Ce roman est un conte doux-amer très british qui convoque des ambiances monotones et des personnages aux caractères extrêmes pour railler certains vices ou manières de percevoir le monde.
C'est Virginia qui porte sur ses épaules l'émotion du roman, avec son pragmatisme allié de candeur et j'aurais aimé que son personnage soit bien plus développé.

Cette fable féminine est originellement parue en 1972. J'ai beaucoup aimé la plume de l'auteure ainsi que l'atmosphère du roman, une vraie plongée dans l'Angleterre des années 70 ! Le charme suranné de son ton ne lui enlève pas moins une certaine modernité. Je ne sais pas si vous voyez, ce ton de fable anglaise, à la Roald Dahl ou à la JK Rowling au début de Harry Potter 1 ? Cette façon de se moquer en ayant l'air de ne pas y toucher, des personnages un brin caricaturaux mais originaux et aux travers finalement réalistes ?
Alors certes il y a une histoire, mais ce qui m’a marquée, c'est vraiment la manière de la raconter !

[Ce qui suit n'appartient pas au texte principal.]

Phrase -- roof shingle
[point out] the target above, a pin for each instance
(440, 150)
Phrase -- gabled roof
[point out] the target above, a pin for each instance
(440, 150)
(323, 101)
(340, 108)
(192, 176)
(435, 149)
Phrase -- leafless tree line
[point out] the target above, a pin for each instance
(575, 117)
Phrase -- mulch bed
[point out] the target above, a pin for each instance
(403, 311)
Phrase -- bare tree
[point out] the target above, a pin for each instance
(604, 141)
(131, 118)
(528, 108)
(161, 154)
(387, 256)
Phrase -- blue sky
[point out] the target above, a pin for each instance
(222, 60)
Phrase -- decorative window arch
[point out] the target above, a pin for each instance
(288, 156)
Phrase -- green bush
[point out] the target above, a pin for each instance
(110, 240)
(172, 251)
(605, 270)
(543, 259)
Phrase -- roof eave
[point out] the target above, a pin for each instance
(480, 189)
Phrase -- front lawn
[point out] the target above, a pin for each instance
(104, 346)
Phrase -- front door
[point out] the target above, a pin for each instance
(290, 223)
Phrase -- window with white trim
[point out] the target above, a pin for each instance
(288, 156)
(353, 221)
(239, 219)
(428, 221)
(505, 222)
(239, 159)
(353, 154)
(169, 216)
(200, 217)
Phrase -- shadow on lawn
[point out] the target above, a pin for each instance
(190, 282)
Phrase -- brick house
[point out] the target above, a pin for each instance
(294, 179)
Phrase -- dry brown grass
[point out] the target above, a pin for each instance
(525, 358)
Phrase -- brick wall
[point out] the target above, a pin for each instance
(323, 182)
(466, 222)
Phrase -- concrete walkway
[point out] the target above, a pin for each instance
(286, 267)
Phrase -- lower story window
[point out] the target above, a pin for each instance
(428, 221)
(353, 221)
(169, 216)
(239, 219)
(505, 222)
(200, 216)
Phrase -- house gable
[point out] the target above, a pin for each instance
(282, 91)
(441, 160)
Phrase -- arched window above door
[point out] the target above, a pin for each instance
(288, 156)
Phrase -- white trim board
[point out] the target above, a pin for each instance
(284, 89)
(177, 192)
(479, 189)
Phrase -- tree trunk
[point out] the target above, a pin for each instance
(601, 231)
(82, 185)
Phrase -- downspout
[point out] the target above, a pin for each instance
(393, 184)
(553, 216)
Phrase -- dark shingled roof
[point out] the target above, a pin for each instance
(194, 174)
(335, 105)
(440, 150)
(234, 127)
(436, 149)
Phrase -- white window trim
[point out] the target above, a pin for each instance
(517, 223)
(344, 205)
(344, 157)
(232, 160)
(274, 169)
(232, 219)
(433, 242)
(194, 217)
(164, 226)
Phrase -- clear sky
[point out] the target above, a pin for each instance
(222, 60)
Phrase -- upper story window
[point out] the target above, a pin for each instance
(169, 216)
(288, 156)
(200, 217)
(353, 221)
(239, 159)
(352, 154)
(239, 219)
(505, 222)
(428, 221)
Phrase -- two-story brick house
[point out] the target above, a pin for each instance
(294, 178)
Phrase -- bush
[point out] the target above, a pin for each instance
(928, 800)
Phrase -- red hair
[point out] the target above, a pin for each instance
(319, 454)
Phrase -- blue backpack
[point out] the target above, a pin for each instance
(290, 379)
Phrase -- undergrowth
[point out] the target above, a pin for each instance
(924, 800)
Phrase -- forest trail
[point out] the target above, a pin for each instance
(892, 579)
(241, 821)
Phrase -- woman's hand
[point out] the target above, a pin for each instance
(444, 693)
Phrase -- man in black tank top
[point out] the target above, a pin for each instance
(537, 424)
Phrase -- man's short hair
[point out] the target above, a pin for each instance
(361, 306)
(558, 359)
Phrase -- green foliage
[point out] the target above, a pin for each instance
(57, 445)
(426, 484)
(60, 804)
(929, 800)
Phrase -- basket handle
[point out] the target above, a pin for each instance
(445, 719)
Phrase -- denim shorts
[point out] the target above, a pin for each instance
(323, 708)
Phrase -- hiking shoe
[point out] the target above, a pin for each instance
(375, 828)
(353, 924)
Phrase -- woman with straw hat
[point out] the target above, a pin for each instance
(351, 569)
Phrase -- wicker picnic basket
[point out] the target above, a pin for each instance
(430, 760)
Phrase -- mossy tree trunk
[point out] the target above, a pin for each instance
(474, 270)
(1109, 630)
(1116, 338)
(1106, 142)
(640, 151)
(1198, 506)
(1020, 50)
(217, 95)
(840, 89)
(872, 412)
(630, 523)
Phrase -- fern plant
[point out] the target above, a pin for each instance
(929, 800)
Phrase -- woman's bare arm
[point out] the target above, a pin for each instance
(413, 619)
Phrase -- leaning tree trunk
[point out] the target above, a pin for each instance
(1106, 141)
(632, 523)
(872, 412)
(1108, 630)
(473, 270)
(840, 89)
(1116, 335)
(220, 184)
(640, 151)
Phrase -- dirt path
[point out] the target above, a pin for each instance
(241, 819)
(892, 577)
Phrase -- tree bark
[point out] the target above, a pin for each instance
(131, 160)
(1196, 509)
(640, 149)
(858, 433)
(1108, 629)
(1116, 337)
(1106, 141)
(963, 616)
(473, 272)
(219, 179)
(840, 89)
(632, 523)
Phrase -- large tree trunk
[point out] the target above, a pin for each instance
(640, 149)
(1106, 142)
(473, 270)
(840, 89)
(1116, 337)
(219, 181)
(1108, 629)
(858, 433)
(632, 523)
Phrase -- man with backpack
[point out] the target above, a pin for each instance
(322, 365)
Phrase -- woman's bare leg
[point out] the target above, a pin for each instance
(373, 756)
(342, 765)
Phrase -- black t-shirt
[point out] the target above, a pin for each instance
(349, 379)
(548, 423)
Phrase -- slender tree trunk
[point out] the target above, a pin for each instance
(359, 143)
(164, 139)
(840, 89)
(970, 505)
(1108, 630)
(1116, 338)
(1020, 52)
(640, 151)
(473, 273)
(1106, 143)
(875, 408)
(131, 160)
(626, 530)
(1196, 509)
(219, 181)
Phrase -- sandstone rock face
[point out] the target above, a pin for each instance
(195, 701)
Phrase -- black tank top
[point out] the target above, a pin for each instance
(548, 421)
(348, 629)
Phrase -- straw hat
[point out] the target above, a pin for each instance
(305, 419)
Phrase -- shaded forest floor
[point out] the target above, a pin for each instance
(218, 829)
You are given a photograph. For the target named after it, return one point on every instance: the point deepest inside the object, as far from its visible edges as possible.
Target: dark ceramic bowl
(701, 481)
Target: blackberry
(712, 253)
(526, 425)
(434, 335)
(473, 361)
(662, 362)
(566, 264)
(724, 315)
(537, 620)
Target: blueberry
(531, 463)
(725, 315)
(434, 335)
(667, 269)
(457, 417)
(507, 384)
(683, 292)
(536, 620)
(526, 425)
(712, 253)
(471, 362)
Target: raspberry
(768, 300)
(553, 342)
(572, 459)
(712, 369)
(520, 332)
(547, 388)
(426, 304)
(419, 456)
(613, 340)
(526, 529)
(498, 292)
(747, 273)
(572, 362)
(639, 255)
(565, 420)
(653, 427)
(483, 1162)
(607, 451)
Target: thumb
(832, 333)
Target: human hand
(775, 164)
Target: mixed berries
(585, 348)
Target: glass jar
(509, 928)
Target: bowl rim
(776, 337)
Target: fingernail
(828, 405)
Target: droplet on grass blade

Mon ressenti sur ce roman est assez mitigé, car il y a des choses qui m'ont beaucoup parlé, touchée ou fait réagir, mais la cruauté qu'il contient, notamment la fin, m'a dérangée… Car malgré son réalisme, le dénouement me laisse un goût amer. Ce qui est sans doute une bonne chose : cela prouve l'efficacité de cette histoire…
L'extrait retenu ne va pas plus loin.